A group of artists fighting eviction from studios in two towers owned by Carnegie Hall in New York City have won a reprieve in their legal battle.

A New York judge issued an order Friday preventing eviction of 50 tenants of the towers until their case can be heard in court Sept. 17.

Tenants are fighting eviction from two towers rising above the Carnegie Hall building at 57th Avenue and Broadway in New York.Tenants are fighting eviction from two towers rising above the Carnegie Hall building at 57th Avenue and Broadway in New York.
(Bebeto Matthews/Associated Press)

Carnegie Hall Corp. wants them out so it can renovate the space to house its education programs.

Marlon Brando and Leonard Bernstein once lived in the towers that rise above Carnegie Hall. Marilyn Monroe took acting lessons in one of the studios and Lucille Ball met there with her voice coach.  

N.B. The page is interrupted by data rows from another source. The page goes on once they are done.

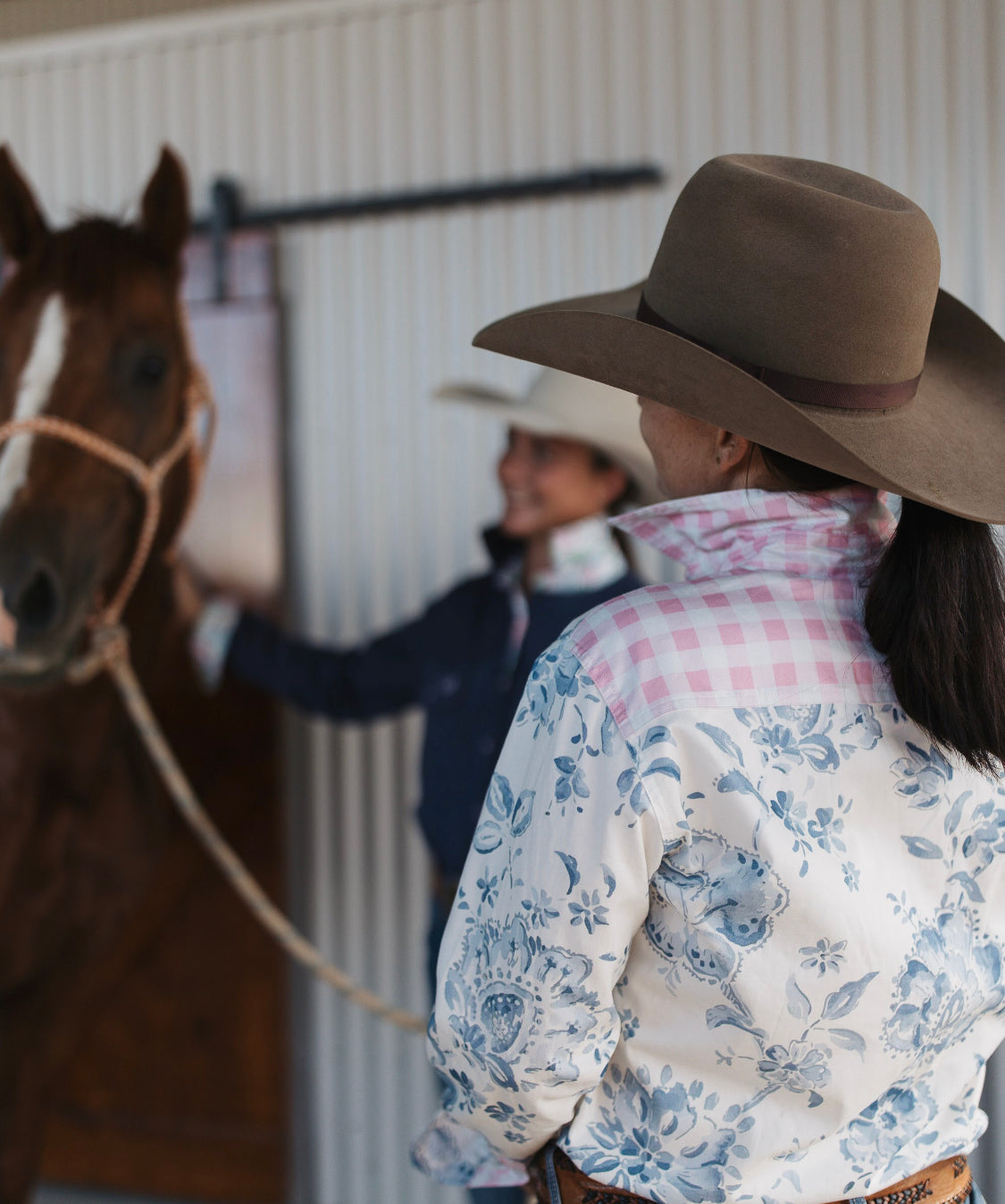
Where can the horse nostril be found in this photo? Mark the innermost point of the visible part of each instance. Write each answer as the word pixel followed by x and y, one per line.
pixel 38 608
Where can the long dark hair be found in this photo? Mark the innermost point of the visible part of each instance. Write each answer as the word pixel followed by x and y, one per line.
pixel 935 611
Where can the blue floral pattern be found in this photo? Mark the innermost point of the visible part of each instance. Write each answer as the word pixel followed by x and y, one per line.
pixel 724 952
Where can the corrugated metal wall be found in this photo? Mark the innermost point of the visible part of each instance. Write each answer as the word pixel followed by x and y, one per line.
pixel 308 99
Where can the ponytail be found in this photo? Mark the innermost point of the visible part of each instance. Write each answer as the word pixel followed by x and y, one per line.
pixel 935 611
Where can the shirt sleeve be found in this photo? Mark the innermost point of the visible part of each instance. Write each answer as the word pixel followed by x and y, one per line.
pixel 373 679
pixel 554 890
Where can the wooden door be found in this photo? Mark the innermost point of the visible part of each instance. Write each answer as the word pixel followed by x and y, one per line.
pixel 180 1087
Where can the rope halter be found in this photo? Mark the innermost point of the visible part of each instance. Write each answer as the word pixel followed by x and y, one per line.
pixel 148 478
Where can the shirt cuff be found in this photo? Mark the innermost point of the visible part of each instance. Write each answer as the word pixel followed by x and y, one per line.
pixel 211 639
pixel 456 1156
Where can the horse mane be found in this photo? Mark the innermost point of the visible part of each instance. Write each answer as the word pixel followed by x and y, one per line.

In 1960, violinist Isaac Stern led a public campaign to save one of the towers from developers who wanted to tear it down.

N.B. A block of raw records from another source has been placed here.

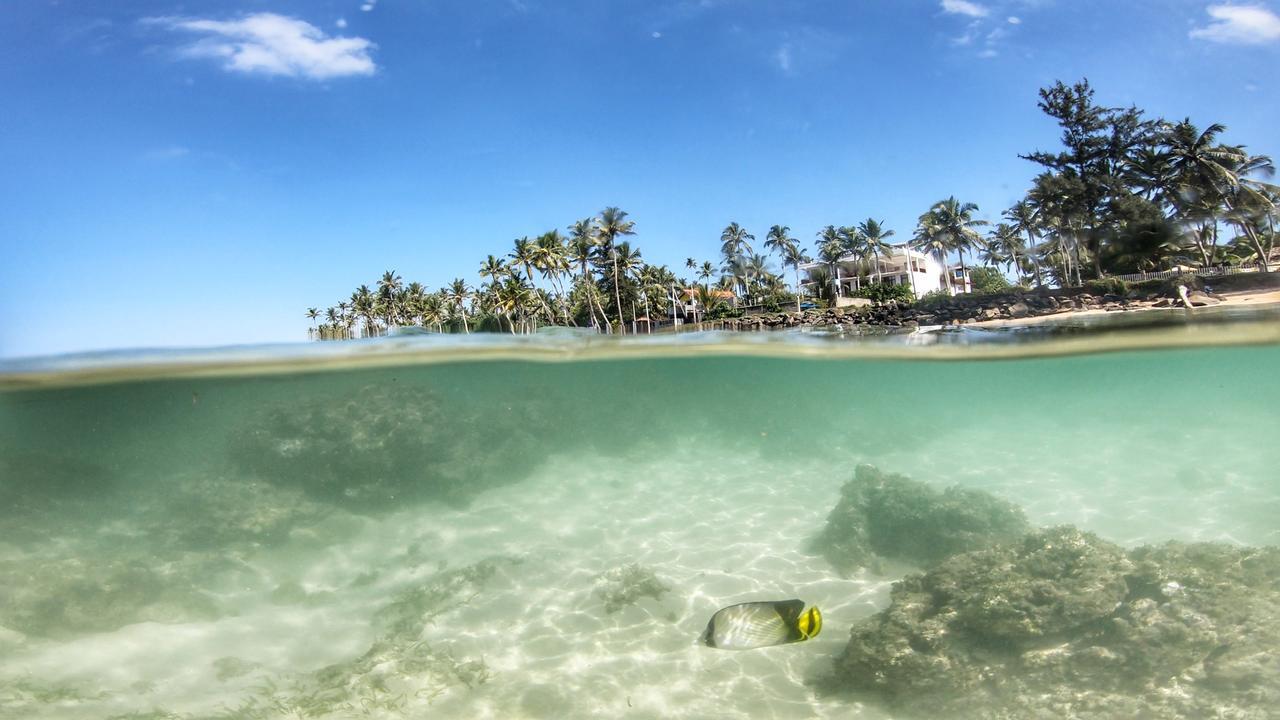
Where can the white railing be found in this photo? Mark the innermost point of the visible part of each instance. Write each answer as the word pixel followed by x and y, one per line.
pixel 1162 274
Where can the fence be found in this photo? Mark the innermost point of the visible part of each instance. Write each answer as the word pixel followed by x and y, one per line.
pixel 1164 274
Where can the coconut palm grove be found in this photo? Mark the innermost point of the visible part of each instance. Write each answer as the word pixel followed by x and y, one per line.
pixel 1123 194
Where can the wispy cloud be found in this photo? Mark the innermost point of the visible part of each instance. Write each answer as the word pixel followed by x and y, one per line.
pixel 964 8
pixel 274 45
pixel 1239 24
pixel 782 57
pixel 804 48
pixel 167 153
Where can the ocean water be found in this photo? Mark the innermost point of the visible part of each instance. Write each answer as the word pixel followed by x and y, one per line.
pixel 542 528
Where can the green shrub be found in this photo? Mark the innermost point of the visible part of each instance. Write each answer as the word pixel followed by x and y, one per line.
pixel 988 281
pixel 933 299
pixel 1107 286
pixel 881 294
pixel 721 311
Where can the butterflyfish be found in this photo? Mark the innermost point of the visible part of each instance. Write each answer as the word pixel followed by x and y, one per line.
pixel 762 624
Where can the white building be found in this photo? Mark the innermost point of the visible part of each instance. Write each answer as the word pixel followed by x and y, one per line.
pixel 897 265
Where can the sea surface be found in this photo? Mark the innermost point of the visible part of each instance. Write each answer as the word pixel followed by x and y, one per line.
pixel 540 527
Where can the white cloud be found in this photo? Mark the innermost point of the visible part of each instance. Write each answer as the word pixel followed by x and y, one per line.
pixel 1239 24
pixel 964 8
pixel 784 57
pixel 167 153
pixel 275 45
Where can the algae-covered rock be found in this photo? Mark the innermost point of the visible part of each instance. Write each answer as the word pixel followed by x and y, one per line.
pixel 216 511
pixel 1068 625
pixel 384 446
pixel 400 669
pixel 625 586
pixel 68 596
pixel 894 516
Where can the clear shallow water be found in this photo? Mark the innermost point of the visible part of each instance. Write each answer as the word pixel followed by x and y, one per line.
pixel 405 528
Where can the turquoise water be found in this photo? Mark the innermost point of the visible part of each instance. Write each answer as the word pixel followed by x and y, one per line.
pixel 543 528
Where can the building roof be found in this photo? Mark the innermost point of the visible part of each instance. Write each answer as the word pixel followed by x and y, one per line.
pixel 716 292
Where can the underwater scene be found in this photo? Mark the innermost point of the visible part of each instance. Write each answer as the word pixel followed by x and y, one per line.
pixel 1083 524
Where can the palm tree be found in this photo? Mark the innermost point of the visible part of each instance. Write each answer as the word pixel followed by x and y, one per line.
pixel 1211 172
pixel 705 272
pixel 1025 219
pixel 612 223
pixel 364 305
pixel 494 269
pixel 734 240
pixel 789 247
pixel 457 295
pixel 831 249
pixel 873 236
pixel 1004 244
pixel 955 220
pixel 525 255
pixel 931 241
pixel 552 263
pixel 581 245
pixel 387 288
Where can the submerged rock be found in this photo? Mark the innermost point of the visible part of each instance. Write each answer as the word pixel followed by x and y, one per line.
pixel 625 586
pixel 883 515
pixel 1068 625
pixel 384 446
pixel 69 596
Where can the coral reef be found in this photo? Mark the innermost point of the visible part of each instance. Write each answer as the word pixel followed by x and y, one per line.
pixel 146 563
pixel 384 446
pixel 1064 624
pixel 625 586
pixel 882 515
pixel 401 669
pixel 68 596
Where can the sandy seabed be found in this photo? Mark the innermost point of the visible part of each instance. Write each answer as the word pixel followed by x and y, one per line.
pixel 714 528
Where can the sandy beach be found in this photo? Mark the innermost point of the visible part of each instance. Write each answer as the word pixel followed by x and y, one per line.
pixel 1252 299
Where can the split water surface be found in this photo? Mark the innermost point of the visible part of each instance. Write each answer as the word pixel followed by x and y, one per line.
pixel 543 527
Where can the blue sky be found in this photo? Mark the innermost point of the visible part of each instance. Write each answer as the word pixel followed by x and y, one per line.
pixel 200 173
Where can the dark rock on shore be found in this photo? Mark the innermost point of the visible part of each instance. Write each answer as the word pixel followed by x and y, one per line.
pixel 1064 624
pixel 883 515
pixel 964 309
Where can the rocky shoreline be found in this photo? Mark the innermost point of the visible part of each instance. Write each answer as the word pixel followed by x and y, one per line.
pixel 1015 305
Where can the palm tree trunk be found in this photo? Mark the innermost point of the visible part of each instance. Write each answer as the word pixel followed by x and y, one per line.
pixel 1253 238
pixel 617 294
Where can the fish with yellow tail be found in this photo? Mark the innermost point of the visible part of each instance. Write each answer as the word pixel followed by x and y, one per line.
pixel 748 625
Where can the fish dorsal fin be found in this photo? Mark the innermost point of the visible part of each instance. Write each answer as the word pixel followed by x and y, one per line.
pixel 789 610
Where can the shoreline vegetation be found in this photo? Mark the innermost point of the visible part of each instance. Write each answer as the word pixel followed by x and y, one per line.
pixel 1125 196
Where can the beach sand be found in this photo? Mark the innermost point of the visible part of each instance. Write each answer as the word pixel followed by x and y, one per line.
pixel 1252 299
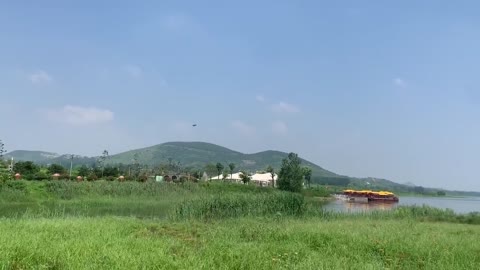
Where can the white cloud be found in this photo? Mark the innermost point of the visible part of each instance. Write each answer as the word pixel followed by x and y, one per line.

The painters' studios have 10-metre ceilings and huge skylights that catch the northern light artists find ideal.

Rents range from several hundred to thousands of dollars, depending on whether they are rent-controlled.

Carnegie, the philanthropist who built Carnegie Hall, constructed the studios for artists, said tenant Ashtiana Sundeer, a painter and meditation teacher.

"Andrew Carnegie had a specific intention and that intention still has a value," she said. "We're Carnegie's children. We certainly have the right to be here."

Editta Sherman, 95, a portrait photographer who has shot the likes of Henry Fonda and Andy Warhol, has lived there for 58 years.

"I'm not moving out! I'm going to be the last one in this building!" she said, adding that she raised five children in the building.

Carnegie Hall says it has offered to find new accommodation for elderly tenants of rent-controlled space.

The space is needed to expand the hall's education programs, which benefit about 115,000 children, said executive and artistic director Clive Gillinson.

The tenants' attorney, Arlene Boop, said the tenants won't go without a fight.

The plan to gut the studios "is sort of like 'Let's bulldoze the Greek temple,'" she said.